如何通知ActiveMQ的所有订阅者
How to notify all subscribers of ActiveMQ
我有支持 stomp 的 ActiveMQ
<transportConnectors>
<transportConnector name="stomp" uri="stomp://0.0.0.0:61616?maximumConnections=1000&wireFormat.maxFrameSize=104857600"/>
</transportConnectors>
客户端连接到ActiveMQ,可以发送消息到:
#!/usr/bin/python2
# -*- coding: utf-8 -*-
from stompy import stomp
try:
s = stomp.Stomp(amq_ip, amq_port)
s.connect(username=amq_user, password=amq_pass) # connecting to AMQ
body = '{"sample_msg": "%s"}' % "for second client"
message = {
"destination": "/queue/test_queue",
"body": body,
"persistent": "true"
}
s.send(message) # sending message
except stomp.ConnectionError:
print u"Couldn’t connect to the STOMP server."
except stomp.ConnectionTimeoutError:
print u"Timed-out while establishing connection to the STOMP server."
except stomp.NotConnectedError:
print u"No longer connected to the STOMP server."
except Exception as e:
print e
和一些可以接收消息的客户端:
#!/usr/bin/python2
# -*- coding: utf-8 -*-
from stompy import stomp
import json
s = stomp.Stomp(amq_ip, amq_port)
try:
s.connect(username=amq_user, password=amq_pass)
s.subscribe({'destination': '/queue/%s' % amq_queue, 'ack': 'client'})
except Exception as e:
print "ActiveMQ error\n %s" % e
while True:
try:
frame = s.receive_frame()
body = json.loads(frame.body)
# This message for me?
if body["sample_msg"] == "for first client":
print "Its for me.
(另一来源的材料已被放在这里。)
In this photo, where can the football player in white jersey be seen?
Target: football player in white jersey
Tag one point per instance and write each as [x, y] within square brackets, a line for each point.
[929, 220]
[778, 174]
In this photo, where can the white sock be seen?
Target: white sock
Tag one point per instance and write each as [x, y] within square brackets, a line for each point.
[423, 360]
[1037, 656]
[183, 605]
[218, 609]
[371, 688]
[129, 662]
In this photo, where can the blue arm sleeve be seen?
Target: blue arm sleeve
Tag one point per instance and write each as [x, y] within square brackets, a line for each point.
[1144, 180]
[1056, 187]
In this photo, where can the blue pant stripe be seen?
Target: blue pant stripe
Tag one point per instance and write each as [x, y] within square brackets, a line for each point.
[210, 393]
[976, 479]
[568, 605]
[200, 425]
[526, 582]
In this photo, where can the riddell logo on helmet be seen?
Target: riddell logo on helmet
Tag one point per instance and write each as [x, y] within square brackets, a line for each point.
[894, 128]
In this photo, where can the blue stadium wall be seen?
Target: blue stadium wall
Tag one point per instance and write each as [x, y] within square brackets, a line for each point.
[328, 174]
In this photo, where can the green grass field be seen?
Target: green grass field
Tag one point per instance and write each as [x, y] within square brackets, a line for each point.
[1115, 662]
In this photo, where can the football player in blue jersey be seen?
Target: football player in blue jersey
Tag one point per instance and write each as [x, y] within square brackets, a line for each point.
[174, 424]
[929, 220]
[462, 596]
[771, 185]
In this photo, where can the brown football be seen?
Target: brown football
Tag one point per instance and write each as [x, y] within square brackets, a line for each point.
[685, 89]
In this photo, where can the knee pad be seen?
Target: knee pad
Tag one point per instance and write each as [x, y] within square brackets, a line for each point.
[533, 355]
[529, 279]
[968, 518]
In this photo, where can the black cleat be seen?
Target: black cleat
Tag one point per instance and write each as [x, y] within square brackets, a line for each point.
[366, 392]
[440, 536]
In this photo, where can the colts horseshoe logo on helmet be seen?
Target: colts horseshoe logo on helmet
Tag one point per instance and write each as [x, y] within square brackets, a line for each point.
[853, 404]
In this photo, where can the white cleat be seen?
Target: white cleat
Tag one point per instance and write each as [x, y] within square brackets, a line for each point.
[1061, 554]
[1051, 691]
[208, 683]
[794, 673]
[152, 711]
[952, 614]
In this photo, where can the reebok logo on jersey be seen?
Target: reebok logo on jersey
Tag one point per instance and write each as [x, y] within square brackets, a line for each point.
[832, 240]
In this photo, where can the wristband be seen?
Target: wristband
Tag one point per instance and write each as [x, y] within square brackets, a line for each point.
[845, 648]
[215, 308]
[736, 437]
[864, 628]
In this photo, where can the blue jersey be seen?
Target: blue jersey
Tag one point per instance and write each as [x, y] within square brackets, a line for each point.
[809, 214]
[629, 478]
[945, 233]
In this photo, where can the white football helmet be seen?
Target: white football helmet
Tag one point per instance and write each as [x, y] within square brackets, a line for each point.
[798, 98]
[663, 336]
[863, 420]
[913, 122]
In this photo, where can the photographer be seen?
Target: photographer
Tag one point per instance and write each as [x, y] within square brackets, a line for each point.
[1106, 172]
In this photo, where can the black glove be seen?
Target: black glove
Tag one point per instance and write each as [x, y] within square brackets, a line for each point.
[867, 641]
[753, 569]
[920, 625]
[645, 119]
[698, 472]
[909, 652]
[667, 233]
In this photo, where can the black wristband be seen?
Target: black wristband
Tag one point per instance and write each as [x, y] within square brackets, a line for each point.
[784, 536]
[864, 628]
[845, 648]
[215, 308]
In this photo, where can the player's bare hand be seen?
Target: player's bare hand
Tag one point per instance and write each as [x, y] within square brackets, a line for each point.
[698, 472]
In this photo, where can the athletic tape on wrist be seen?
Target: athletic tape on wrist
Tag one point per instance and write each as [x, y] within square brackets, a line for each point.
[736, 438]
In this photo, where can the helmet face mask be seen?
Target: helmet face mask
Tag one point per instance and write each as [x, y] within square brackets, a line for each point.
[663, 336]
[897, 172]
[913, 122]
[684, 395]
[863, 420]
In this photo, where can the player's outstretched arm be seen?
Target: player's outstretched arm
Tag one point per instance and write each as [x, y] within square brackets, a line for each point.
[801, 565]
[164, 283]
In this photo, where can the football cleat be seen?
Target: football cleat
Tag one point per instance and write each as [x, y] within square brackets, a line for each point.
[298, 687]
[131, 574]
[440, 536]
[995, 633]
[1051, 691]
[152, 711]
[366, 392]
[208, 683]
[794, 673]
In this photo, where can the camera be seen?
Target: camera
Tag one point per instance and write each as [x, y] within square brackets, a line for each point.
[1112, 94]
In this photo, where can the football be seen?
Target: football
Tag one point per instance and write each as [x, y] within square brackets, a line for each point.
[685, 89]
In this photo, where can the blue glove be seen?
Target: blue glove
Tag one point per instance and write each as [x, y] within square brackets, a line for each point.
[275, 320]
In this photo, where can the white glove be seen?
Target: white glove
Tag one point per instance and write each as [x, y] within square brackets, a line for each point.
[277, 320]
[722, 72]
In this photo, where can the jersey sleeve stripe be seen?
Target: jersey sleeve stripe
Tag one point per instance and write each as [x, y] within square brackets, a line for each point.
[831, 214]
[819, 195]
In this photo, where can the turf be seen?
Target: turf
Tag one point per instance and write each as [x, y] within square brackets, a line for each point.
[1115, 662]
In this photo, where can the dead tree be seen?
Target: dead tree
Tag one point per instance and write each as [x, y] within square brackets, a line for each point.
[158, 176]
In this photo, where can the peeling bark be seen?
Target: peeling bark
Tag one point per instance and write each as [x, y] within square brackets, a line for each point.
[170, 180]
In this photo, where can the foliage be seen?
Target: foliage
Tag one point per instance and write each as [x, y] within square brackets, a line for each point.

I receive it"
# This message for me. I'll take it and treat
s.ack(frame)
else:
# This message is intended for someone else, and does not suit me
print "Its not for me"
except Exception as e:
print e
AMQ 消息的当前配置只需要一个客户端。但不是这个客户端必须处理消息的事实。
如何广播消息?或者也许可以识别所有订阅的客户端?
使用“/topic/test_topic”代替“/queue/test_queue”。队列是点对点的。主题是发布和订阅,这就是你想要的。
我有支持 stomp 的 ActiveMQ
<transportConnectors>
<transportConnector name="stomp" uri="stomp://0.0.0.0:61616?maximumConnections=1000&wireFormat.maxFrameSize=104857600"/>
</transportConnectors>
客户端连接到ActiveMQ,可以发送消息到:
#!/usr/bin/python2
# -*- coding: utf-8 -*-
from stompy import stomp
try:
s = stomp.Stomp(amq_ip, amq_port)
s.connect(username=amq_user, password=amq_pass) # connecting to AMQ
body = '{"sample_msg": "%s"}' % "for second client"
message = {
"destination": "/queue/test_queue",
"body": body,
"persistent": "true"
}
s.send(message) # sending message
except stomp.ConnectionError:
print u"Couldn’t connect to the STOMP server."
except stomp.ConnectionTimeoutError:
print u"Timed-out while establishing connection to the STOMP server."
except stomp.NotConnectedError:
print u"No longer connected to the STOMP server."
except Exception as e:
print e
和一些可以接收消息的客户端:
#!/usr/bin/python2
# -*- coding: utf-8 -*-
from stompy import stomp
import json
s = stomp.Stomp(amq_ip, amq_port)
try:
s.connect(username=amq_user, password=amq_pass)
s.subscribe({'destination': '/queue/%s' % amq_queue, 'ack': 'client'})
except Exception as e:
print "ActiveMQ error\n %s" % e
while True:
try:
frame = s.receive_frame()
body = json.loads(frame.body)
# This message for me?
if body["sample_msg"] == "for first client":
print "Its for me. I receive it"
# This message for me. I'll take it and treat
s.ack(frame)
else:
# This message is intended for someone else, and does not suit me
print "Its not for me"
except Exception as e:
print e
AMQ 消息的当前配置只需要一个客户端。但不是这个客户端必须处理消息的事实。
如何广播消息?或者也许可以识别所有订阅的客户端?
使用“/topic/test_topic”代替“/queue/test_queue”。队列是点对点的。主题是发布和订阅,这就是你想要的。